Well, it could have been worse. Had the new rates that the California Public Utilities Commission adopted this month imposed a fixed fee on solar customers, it would have killed the solar leasing industry. But instead, the CPUC made rooftop solar a bit less attractive:
In a unanimous vote, the California Public Utilities Commission on Friday approved a proposed decision (PDF) that will flatten out the state’s existing four-tier rate structure to two tiers, with a 25 percent difference in cost between the two.
That move, part of a proposal released in April, has been opposed by solar companies and environmental groups, since it will reduce financial incentives for the state’s highest-electricity-using households to invest in rooftop solar and energy efficiency. The existing four-tier structure was set in place after the state’s 2001 energy crisis, and has gradually grown to a difference of about 13 cents per kilowatt-hour for the lowest tier to as high as 42 cents per kilowatt-hour for the highest tier.

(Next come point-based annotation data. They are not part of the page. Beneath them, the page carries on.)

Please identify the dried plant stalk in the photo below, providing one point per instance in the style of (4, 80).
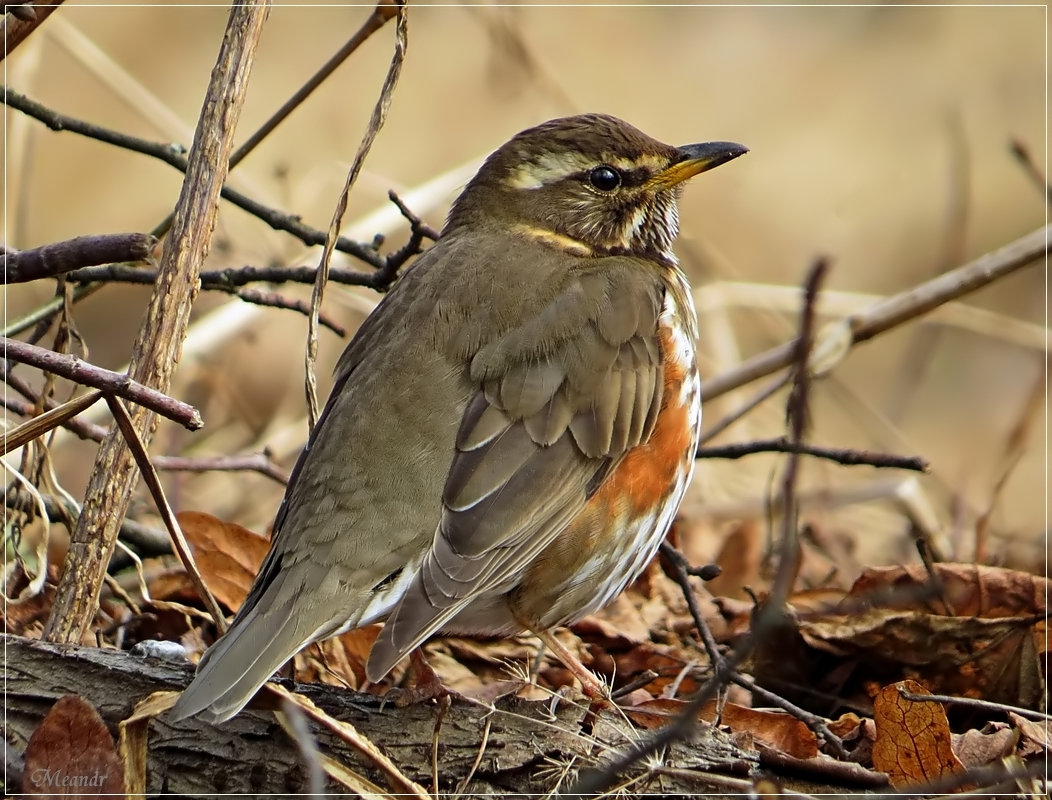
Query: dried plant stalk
(159, 343)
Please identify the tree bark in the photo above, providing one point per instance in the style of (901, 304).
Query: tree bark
(526, 747)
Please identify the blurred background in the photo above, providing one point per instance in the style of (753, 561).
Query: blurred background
(879, 138)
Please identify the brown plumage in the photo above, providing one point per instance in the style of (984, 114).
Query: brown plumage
(510, 431)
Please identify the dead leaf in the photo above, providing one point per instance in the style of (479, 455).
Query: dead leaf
(913, 740)
(621, 624)
(979, 747)
(72, 754)
(740, 560)
(775, 728)
(227, 555)
(1033, 736)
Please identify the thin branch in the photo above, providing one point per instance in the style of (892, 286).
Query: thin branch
(376, 122)
(383, 12)
(898, 308)
(274, 300)
(972, 702)
(845, 456)
(1022, 153)
(256, 462)
(147, 541)
(153, 481)
(39, 424)
(26, 18)
(173, 155)
(221, 280)
(73, 368)
(161, 335)
(51, 260)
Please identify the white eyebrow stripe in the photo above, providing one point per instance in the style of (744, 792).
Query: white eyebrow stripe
(547, 168)
(551, 167)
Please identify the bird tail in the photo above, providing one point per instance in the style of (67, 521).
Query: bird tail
(258, 644)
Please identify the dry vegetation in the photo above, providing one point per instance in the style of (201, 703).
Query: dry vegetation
(882, 140)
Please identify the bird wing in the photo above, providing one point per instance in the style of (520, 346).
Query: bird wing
(558, 401)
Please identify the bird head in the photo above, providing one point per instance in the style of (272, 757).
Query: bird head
(591, 184)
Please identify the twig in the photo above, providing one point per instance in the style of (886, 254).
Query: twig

The good news is that the new rates encourage utilities to adopt better time-of-use plans, which could encourage solar customers to buy batteries to dispatch their solar electricity at peak times and get paid more for it. And the rates do have a surcharge for “energy hogs.” But it won’t replace the steep Tier 3 and 4 rates that encouraged so many to go solar. Hopefully future declining costs of the panels will now make up for the longer payback periods that these new rates will create for solar customers.